Mais qu’en est-il du côté féminin ? La réponse est simple : il n’y en a qu’une. Tu l’auras deviné, il s’agit de la Schtroumpfette. La Schtroumpfette rêveuse ? La Schtroumpfette fleuriste ? Non, la Schtroumpfette tout court. Ce personnage n’incarne rien d’autre que son suffixe féminin. Elle est la seule femme présente dans un village d’hommes. Elle est définie par son sexe.

Pour parachever la logique sexiste du personnage, tu ne seras pas surpris·e d’apprendre qu'elle a été conçue par Gargamel pour semer la zizanie dans le village.
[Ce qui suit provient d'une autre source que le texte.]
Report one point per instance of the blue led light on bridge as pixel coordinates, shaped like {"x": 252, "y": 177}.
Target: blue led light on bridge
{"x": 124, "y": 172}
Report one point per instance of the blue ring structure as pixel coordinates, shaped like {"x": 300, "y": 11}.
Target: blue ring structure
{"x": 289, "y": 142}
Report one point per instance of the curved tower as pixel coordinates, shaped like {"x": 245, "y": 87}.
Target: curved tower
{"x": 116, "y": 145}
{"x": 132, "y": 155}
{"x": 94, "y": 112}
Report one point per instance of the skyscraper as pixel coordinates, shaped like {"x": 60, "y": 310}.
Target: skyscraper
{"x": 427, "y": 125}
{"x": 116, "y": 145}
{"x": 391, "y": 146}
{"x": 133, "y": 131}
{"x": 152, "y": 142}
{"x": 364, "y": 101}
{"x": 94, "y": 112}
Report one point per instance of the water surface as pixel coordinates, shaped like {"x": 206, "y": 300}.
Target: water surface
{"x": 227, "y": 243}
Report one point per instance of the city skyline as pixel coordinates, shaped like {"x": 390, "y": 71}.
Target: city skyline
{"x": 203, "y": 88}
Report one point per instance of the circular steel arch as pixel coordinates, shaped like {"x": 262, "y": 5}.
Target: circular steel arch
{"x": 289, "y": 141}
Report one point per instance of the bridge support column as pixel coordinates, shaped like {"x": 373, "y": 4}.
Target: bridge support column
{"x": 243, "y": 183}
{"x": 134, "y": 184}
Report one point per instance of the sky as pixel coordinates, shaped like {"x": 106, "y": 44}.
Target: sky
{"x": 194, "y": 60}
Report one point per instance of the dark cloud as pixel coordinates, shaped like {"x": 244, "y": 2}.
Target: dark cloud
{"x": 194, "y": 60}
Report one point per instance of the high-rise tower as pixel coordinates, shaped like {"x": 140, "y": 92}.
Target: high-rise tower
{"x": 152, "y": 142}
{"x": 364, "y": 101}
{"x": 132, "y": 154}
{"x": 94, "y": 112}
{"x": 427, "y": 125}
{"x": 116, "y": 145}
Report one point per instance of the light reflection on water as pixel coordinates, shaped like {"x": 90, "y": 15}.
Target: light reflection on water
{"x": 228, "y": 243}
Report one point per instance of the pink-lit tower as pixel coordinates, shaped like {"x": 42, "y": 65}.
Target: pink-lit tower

D’abord laide et méchante, elle a été "remodelée" dans le laboratoire du Grand Schtroumpf afin d’en ressortir belle et gentille. Enfin, tous les Schtroumpfs sont amoureux d’elle et elle jouit d'une réputation de capricieuse.

La Schtroumpfette incarne donc tout un lot de stéréotypes sexistes.

Le principe de la Schtroumpfette 

Comment définir le syndrome de la Schtroumpfette ?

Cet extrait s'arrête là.